I have been off for the past few days. Not as in off work but rather just kind of out of my normal flow. I think a variety of forces were working together in this conspiracy. I pulled a hamstring in my martial arts class on Monday, this prevented me from running for a couple of days. So I was off my routine. Then at my class I have been getting information from different people that is not all together consistent, or correct. So I was building up some stress on to how to best deal with this situation. My work has been a bit more intense lately and that has also added to my flow being a bit stifled. At heart, I am a problem solver. I am not the sort of person you come to if you just want someone to listen.
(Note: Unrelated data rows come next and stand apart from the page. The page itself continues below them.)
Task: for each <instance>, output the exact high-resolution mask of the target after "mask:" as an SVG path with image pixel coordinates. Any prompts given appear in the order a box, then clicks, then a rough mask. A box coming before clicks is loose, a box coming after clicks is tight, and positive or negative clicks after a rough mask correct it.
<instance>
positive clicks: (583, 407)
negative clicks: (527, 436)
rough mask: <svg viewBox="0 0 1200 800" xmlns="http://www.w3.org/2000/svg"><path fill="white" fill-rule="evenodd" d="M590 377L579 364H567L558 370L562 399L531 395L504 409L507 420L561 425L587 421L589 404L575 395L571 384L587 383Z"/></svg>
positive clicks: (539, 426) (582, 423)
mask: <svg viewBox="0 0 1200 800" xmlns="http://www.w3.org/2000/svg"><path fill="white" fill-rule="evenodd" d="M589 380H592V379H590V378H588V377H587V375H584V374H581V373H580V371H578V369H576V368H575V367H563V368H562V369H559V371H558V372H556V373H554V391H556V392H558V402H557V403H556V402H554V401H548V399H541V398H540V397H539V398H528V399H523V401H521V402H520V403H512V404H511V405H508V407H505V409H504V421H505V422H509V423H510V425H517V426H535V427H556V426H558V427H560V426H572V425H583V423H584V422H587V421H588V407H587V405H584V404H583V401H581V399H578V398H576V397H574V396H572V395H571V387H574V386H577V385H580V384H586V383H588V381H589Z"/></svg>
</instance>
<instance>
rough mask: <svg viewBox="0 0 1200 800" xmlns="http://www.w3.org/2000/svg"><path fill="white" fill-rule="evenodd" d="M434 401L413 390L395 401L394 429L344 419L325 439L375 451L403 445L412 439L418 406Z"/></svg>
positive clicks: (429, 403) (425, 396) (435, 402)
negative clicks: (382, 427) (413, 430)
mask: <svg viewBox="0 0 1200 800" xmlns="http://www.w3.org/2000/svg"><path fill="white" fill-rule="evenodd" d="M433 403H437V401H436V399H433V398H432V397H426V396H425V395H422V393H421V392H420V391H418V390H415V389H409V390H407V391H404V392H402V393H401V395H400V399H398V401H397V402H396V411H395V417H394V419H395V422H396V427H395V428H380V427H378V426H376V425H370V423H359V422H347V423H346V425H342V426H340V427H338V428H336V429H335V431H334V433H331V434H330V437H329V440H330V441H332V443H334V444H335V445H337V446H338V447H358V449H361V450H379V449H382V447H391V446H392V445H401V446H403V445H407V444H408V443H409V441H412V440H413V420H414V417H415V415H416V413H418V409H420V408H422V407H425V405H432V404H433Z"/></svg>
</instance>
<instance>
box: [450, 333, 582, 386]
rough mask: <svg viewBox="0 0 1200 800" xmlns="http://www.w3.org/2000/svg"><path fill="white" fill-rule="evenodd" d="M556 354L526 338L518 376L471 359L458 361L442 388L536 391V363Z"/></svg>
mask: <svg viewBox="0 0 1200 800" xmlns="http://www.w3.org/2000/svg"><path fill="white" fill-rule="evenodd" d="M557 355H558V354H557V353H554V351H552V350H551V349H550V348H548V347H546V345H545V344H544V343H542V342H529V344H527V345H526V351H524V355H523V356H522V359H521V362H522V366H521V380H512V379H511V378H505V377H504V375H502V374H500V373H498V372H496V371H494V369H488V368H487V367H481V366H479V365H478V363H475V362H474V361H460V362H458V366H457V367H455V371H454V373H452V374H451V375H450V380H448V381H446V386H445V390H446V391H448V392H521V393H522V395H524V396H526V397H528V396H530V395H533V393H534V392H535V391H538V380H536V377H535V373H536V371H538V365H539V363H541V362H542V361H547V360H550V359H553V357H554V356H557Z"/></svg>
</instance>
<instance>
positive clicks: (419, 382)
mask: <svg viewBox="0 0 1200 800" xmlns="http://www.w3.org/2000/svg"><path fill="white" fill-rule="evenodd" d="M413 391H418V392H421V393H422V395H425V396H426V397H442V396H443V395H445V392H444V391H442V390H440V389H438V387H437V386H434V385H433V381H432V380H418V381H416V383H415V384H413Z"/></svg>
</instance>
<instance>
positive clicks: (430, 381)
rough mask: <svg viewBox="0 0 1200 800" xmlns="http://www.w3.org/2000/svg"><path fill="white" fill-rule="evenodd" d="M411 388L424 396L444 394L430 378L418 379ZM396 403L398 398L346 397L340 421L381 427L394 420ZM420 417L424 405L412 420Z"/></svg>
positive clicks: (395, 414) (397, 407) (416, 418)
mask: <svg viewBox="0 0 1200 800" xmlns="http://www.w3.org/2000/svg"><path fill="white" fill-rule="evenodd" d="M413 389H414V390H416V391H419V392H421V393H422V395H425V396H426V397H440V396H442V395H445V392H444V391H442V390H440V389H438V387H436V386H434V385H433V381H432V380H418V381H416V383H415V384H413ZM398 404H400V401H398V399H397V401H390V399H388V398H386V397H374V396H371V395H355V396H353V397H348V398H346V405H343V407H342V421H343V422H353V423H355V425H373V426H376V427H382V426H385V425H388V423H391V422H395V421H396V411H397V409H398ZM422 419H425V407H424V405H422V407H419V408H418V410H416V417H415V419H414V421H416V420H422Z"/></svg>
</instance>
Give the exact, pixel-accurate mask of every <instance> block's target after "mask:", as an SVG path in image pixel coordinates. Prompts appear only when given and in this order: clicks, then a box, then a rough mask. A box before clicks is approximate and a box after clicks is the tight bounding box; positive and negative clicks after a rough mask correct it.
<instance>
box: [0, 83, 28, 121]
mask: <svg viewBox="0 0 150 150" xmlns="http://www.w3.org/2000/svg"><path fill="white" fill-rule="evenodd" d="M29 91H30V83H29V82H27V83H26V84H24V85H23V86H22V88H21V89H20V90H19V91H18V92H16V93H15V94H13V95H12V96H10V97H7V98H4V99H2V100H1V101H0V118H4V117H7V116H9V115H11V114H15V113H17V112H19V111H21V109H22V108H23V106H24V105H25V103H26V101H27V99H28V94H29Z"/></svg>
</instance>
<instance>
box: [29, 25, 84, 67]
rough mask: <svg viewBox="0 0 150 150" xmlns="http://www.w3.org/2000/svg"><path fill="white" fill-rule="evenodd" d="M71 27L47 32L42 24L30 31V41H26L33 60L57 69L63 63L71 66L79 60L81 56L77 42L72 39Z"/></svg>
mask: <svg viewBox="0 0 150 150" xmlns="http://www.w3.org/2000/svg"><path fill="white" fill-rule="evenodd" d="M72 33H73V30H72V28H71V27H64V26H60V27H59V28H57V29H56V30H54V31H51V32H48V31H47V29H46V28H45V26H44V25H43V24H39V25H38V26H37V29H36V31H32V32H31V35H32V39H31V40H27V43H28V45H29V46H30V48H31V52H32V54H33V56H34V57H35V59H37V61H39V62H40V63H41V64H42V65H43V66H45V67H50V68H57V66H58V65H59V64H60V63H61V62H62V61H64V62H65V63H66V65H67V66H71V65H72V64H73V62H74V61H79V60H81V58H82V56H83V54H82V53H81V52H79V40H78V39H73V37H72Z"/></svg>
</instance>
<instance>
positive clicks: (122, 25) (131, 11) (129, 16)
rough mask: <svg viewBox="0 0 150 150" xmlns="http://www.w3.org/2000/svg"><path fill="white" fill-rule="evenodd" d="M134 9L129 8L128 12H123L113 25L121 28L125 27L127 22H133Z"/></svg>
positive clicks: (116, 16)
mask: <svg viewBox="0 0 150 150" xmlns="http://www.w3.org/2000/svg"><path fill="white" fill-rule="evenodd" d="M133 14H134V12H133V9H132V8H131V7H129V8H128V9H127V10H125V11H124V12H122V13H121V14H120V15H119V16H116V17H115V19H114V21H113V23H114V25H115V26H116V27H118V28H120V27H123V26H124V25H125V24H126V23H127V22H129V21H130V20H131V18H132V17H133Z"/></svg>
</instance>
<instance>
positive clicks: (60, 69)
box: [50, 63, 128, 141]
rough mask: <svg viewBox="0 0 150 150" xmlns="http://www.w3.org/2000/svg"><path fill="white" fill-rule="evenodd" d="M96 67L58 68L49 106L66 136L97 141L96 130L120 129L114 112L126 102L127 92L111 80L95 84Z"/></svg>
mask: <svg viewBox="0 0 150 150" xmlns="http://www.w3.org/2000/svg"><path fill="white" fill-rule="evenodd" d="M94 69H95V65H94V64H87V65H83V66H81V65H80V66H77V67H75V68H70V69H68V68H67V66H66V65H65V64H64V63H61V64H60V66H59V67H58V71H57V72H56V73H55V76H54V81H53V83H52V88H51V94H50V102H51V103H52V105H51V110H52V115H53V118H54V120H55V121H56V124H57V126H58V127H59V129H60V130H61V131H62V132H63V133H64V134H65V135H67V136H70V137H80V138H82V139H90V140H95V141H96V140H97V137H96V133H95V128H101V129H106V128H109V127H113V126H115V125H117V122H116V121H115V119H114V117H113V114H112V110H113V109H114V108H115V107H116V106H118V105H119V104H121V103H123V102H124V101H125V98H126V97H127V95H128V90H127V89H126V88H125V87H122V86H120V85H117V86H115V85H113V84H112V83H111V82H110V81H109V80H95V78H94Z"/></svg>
So I looked at the issues and mostly they are stemming from my martial arts training. I feel a bit off, nothing wrong with that on occasion. There are ebbs and flows in all aspects of life. This is just a bit of an ebb. However, what to do about the contradiction in training? Can be problem really. I think I will respectfully thank the person for any input and weigh it against what I know. Of course, I will do things their way while I am training with them for that time period. The bottom line, I train for self defense purposes, not to look pretty. I can evaluate information pretty well in this realm. So I won't stress the inconsistencies, I will just take the information weigh it and then throw out what is not useful to the main goal, self defense. I may look stupid to those who keep telling me the same thing but I am beyond caring too much about those sorts of things. I also don't care much about belts. So the big problem is solved. I will break it down into a flow chart in my mind.
1. Does it work/ is it effective? Y/N if N dump if Y keep
As to work, the stress generated is a bit out of my control. Yet, we are in control of how much we allow things to have an impact on us. I hadn't run since Monday, that was part of the problem. I ran today and was able to melt off some stress and for the first time since Monday I felt fine. So the problem with work is the problem we all face, deadlines, work flow, and balancing life outside of work. I just need to stop and do some exercise when I feel things building up a bit. OK, problem solved.
Right now I feel 150% better than I did on Tuesday. Sometimes we get in a funk, we just have to realize we are there and why we are there. After that cleaning the thing up usually isn't too tough.
1 comment:
I hope you feel better soon. Hang in there!